Pendant les campagnes électorales du début des années 1930, Hitler n’avait pas caché son antisémitisme mais ne le mettait pas au premier plan. Des slogans anti-juifs ne lui auraient guère fait gagner de voix dans une classe ouvrière que tous les partis voulaient séduire. Dans les couches cultivées et possédantes, chez les paysans, les petits commerçants et les artisans, les préjugés antisémites étaient répandus mais les exactions anti-juives mal vues. Pourtant, la privation des Juifs de leurs droits par les lois de Nuremberg en septembre 1935 ne souleva guère de protestation puisque la forme légale était respectée. Les actes de violence de la « nuit de cristal » le 9 novembre 1938 étaient impopulaires ; par contre, la confiscation des biens des Juifs – une immense redistribution de la richesse dont on ressent les effets aujourd’hui encore – ne l’était pas. On en savait plus sur l’Holocauste, l’extermination systématique des Juifs européens pendant la Seconde Guerre mondiale, que ne le souhaitait le régime. Mais savoir signifie aussi vouloir savoir et, en ce qui concerne le sort des Juifs dans l’Allemagne du « IIIe Reich », cette volonté faisait défaut.

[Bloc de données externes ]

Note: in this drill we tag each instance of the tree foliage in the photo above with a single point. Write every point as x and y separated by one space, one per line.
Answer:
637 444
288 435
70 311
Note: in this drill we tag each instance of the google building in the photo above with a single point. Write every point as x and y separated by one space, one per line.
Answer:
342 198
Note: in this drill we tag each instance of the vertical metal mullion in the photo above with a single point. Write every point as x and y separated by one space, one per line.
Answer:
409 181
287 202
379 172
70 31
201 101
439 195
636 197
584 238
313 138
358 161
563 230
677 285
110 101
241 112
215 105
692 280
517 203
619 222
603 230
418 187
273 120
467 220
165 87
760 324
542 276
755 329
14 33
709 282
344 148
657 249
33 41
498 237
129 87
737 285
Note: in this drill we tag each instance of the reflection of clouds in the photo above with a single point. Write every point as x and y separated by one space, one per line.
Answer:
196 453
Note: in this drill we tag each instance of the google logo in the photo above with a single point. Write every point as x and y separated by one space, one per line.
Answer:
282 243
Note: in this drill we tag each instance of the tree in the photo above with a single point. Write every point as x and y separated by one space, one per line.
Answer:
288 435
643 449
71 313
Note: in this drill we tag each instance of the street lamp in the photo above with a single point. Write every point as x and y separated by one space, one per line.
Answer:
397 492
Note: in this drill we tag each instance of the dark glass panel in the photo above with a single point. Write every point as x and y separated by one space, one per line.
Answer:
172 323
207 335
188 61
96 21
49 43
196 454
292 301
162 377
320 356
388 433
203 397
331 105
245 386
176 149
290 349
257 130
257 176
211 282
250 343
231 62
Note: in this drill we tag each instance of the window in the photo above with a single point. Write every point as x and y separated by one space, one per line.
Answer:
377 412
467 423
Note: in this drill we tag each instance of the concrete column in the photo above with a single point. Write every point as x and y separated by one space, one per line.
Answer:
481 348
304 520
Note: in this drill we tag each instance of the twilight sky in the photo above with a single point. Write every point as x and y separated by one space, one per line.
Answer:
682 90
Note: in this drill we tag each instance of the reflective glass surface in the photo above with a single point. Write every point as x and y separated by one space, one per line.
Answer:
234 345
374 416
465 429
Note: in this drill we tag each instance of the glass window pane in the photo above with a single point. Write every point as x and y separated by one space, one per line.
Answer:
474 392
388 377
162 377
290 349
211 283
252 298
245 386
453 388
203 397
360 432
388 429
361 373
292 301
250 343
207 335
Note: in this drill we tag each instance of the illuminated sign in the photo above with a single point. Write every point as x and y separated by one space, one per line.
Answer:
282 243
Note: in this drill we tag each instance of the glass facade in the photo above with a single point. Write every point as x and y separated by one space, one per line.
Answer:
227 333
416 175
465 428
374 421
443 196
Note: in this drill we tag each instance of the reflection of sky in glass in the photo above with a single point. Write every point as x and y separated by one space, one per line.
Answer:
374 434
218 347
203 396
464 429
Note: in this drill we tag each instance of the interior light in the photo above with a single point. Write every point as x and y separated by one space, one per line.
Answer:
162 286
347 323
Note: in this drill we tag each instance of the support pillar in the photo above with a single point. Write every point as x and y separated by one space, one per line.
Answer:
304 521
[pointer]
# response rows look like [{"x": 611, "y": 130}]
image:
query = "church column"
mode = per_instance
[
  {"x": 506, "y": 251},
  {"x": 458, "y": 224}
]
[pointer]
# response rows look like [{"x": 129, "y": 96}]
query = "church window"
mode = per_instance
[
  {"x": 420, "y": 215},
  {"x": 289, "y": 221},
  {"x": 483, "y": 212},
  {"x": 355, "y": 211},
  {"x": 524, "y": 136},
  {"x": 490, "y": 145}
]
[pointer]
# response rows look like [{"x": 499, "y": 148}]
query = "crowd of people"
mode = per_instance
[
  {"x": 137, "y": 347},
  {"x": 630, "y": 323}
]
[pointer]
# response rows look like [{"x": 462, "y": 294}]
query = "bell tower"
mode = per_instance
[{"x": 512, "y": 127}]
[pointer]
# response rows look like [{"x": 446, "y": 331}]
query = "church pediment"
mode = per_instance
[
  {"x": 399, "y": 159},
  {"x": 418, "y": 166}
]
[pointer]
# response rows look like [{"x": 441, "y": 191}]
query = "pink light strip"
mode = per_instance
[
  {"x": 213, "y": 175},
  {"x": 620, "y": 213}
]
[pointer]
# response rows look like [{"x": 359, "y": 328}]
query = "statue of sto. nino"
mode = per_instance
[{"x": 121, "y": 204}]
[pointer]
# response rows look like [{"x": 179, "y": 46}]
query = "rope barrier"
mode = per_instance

Dans l’histoire de l’Allemagne, l’effondrement du grand Reich de Hitler en mai 1945 représente une césure bien plus profonde que la fin de l’Empire en novembre 1918. L’Empire avait subsisté en tant que tel après la Première Guerre mondiale. Après la capitulation sans condition à la fin de la Seconde Guerre mondiale, les quatre pays d’occupation – les Etats-Unis, l’Union soviétique, la Grande- ­Bretagne et la France – assumèrent le pouvoir et décidèrent de l’avenir de l’Allemagne. Contrairement à 1918, l’élite politique et militaire fut chassée du pouvoir et, dans la mesure où ses représentants vivaient encore, mise en accusation devant le tribunal militaire international de Nuremberg (procès de Nuremberg). Les grands propriétaires fonciers à l’est de l’Elbe avaient – plus que toute autre élite dirigeante – contribué à la chute de la République de Weimar et au transfert du pouvoir à Hitler. Ils perdirent leurs biens en raison, d’une part, de la séparation des territoires à l’est de l’Oder et de la Neisse et de leur placement sous administration polonaise (ou soviétique dans le cas du nord de la Prusse orientale) et, d’autre part, en raison de la « réforme agraire » dans la zone d’occupation soviétique. Après 1945, la légende voulant que l’Allemagne n’ait aucune responsabilité dans l’éclatement de la guerre et celle du coup de poignard dans le dos ne trouvèrent guère ­d’écho, contrairement à ce qui s’était passé après 1918. Il était manifeste que l’Allemagne nazie avait provoqué la Seconde Guerre mondiale et n’avait pu être vaincue que de l’extérieur grâce à la supériorité des forces alliées. Dans la Première comme dans la Seconde Guerre mondiale, la propagande allemande avait présenté les démocraties occidentales comme des ploutocraties impérialistes, et le régime allemand comme l’expression de la plus grande justice sociale. 

Après 1945, de nouvelles attaques contre la démocratie occidentale auraient été insensées. Le prix que l’on avait payé pour avoir méprisé les idées politiques de l’Ouest était trop élevé pour qu’un recours aux slogans du passé puisse avoir du succès.